Model Usage Overview
This page compares supported clients and explains when to use each mode.
Client Comparison
| Client | Constructor | Best for |
| OpenAI | from_openai(client, model_name=...) | Hosted OpenAI-compatible APIs |
| vLLM (Server) | from_vllm(client, model_name=...) | OpenAI-compatible vLLM HTTP server |
| vLLM (Offline) | from_vllm_offline(llm) | Local offline inference with vllm.LLM |
Support Matrix
| Capability | OpenAI | vLLM (Server) | vLLM (Offline) |
use_gim_prompt=True | Recommended | Only for non-GIM models | Only for non-GIM models |
output_type=None | Fallback when JSON is unsupported | Available but not recommended | Available but not recommended |
output_type="cfg" | Not available | Recommended | Recommended |
output_type="json" | Yes | Yes | Yes |
Initialization Differences
- OpenAI and vLLM server mode both take an OpenAI-compatible client object.

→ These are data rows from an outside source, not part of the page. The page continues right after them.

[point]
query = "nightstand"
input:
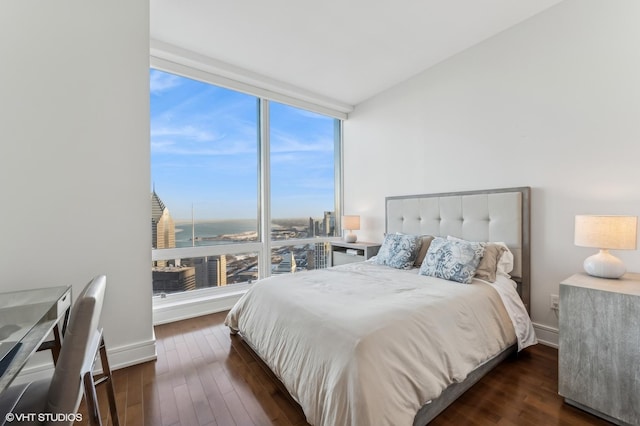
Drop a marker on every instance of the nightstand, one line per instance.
(343, 252)
(599, 346)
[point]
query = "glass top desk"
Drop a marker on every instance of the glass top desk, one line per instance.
(26, 319)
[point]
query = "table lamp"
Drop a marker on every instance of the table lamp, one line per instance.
(605, 233)
(351, 223)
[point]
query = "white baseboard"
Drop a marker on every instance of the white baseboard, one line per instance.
(164, 313)
(546, 335)
(123, 356)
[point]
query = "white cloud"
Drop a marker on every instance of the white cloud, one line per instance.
(189, 132)
(160, 81)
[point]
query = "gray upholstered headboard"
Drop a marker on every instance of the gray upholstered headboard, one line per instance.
(488, 215)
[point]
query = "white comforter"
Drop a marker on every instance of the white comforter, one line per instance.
(363, 344)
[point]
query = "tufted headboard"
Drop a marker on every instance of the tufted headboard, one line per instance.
(487, 215)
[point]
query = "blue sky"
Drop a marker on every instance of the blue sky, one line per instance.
(204, 151)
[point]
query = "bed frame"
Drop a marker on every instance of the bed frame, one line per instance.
(488, 215)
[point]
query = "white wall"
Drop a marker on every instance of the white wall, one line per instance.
(74, 165)
(553, 103)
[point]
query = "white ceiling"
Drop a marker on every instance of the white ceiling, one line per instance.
(346, 50)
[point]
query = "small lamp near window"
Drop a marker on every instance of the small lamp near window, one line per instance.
(605, 233)
(351, 223)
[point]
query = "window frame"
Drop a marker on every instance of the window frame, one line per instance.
(264, 245)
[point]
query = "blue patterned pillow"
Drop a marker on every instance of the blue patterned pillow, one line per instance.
(453, 260)
(398, 250)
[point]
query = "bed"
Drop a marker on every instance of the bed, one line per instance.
(375, 343)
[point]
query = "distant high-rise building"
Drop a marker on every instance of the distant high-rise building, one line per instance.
(162, 226)
(210, 271)
(171, 279)
(312, 228)
(288, 264)
(321, 255)
(163, 229)
(217, 269)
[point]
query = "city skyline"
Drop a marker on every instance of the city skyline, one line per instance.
(204, 153)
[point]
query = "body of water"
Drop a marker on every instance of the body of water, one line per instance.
(212, 229)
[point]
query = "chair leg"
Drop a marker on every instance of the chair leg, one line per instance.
(108, 379)
(92, 399)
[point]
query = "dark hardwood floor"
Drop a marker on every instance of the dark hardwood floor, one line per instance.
(203, 376)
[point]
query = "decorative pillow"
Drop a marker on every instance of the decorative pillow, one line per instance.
(505, 263)
(497, 258)
(426, 242)
(454, 260)
(398, 250)
(489, 262)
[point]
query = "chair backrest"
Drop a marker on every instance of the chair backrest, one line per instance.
(65, 391)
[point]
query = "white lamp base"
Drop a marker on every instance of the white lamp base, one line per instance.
(350, 237)
(604, 265)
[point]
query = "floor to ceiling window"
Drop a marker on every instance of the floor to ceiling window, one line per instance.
(241, 187)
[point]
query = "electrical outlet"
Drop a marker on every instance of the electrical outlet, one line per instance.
(554, 302)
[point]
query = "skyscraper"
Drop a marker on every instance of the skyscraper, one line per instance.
(162, 226)
(163, 229)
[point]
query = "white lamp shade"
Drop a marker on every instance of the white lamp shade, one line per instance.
(351, 222)
(606, 232)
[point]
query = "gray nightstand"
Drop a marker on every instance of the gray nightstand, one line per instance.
(343, 253)
(599, 346)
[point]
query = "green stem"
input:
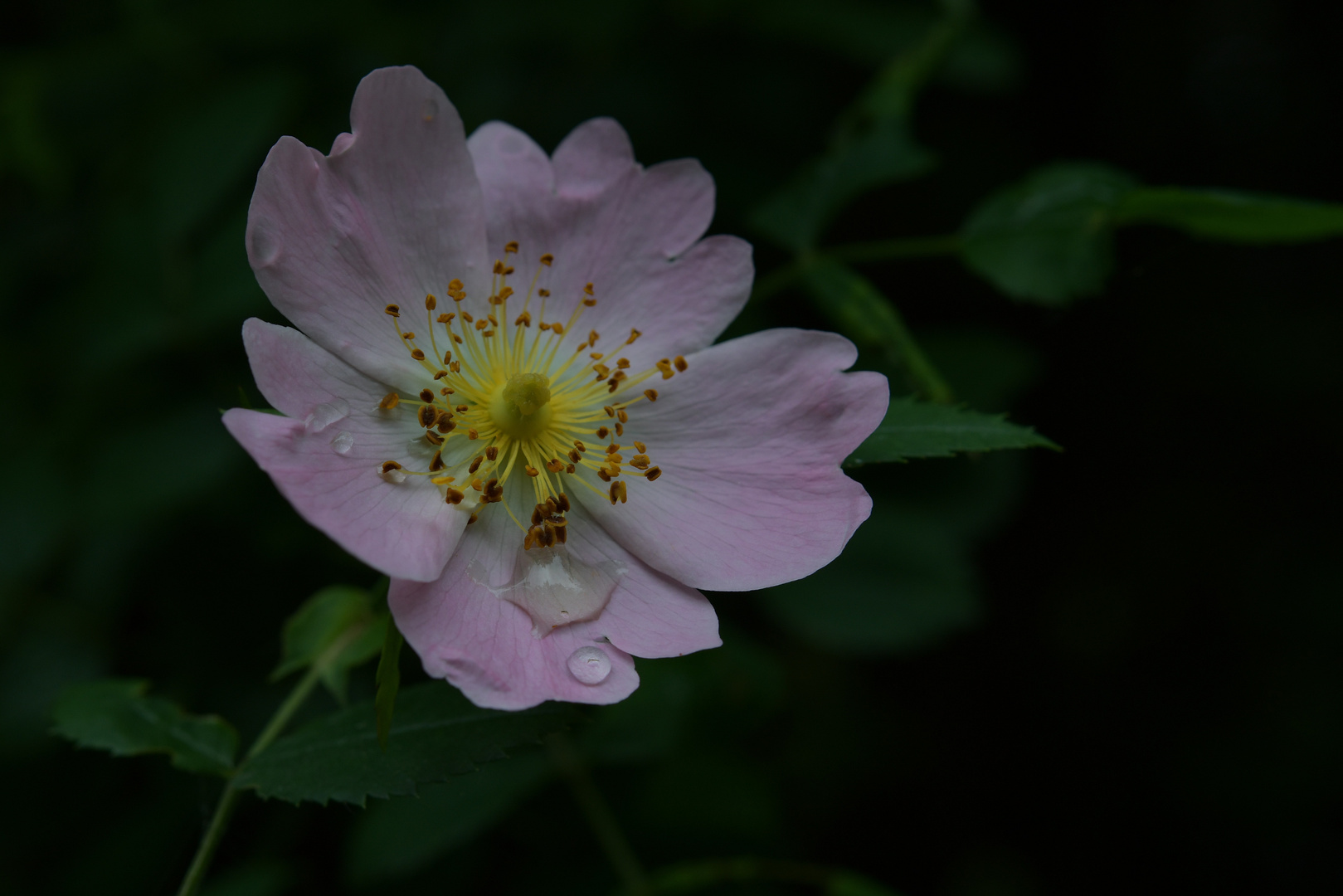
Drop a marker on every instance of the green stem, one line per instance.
(599, 816)
(229, 800)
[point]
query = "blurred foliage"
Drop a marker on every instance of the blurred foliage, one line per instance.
(1146, 659)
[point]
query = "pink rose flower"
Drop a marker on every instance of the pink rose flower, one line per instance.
(503, 392)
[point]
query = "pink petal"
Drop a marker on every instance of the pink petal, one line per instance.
(325, 455)
(394, 212)
(483, 644)
(750, 441)
(627, 230)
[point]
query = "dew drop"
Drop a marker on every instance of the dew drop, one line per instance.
(590, 665)
(325, 414)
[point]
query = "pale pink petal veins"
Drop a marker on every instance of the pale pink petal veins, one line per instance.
(750, 441)
(325, 455)
(627, 230)
(394, 212)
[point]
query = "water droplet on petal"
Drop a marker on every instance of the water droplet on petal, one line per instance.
(590, 665)
(325, 414)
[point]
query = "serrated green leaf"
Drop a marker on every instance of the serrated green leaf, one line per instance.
(388, 681)
(117, 716)
(796, 214)
(1236, 217)
(436, 733)
(401, 835)
(1048, 240)
(917, 429)
(334, 613)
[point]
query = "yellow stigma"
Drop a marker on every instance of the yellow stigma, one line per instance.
(520, 407)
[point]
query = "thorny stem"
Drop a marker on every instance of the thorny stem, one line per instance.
(229, 798)
(599, 816)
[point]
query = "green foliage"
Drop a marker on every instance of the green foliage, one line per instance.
(338, 618)
(1048, 240)
(916, 429)
(436, 733)
(1234, 217)
(388, 681)
(116, 715)
(401, 835)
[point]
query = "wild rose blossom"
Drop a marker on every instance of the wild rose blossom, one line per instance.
(503, 392)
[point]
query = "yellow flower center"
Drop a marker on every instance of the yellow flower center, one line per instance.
(504, 401)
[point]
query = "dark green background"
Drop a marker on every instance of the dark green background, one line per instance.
(1108, 670)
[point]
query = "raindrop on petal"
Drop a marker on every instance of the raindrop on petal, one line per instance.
(325, 414)
(590, 665)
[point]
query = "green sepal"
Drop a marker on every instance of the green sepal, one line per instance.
(116, 715)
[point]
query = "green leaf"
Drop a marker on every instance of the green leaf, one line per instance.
(857, 309)
(117, 716)
(1236, 217)
(332, 614)
(796, 214)
(904, 582)
(436, 733)
(1048, 240)
(917, 429)
(388, 681)
(401, 835)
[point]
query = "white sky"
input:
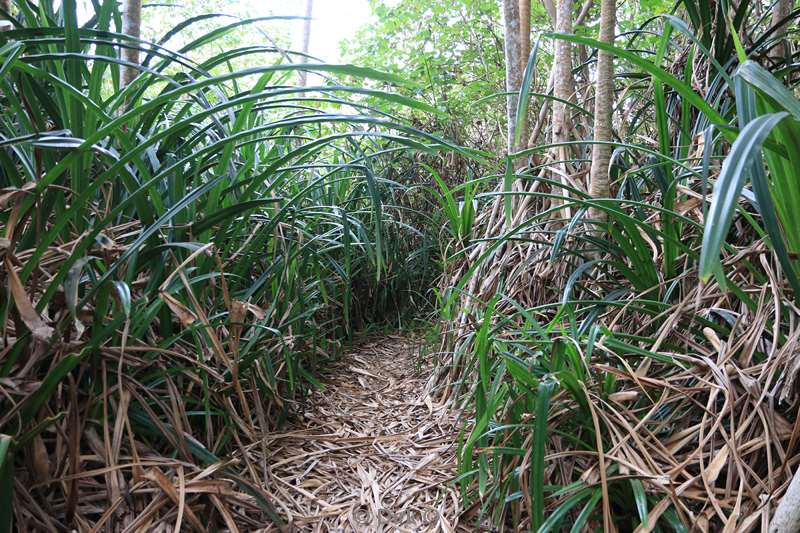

- vLLM offline mode takes a
vllm.LLM instance, not an OpenAI client. - For vLLM server mode, create the client with
base_url pointing to your server.
Prompt Usage Recommendation
- Most local workflows use GIM-trained models:
use_gim_prompt=False is preferred. - For non-GIM-trained models, enable
use_gim_prompt=True. - For OpenAI paths, prefer
use_gim_prompt=True.
Output Type Guide
OpenAI
- Prefer
output_type="json". - If your OpenAI provider does not support JSON constraints, use
output_type=None.
vLLM (Server / Offline)
- Prefer
output_type="cfg" for both GIM-trained and non-GIM models. output_type="json" is available when JSON output is specifically needed.
Common Optional Flags
include_grammar=True: include grammar text in query input. backend: choose Outlines backend implementation. **inference_kwargs: pass generation parameters to the underlying backend.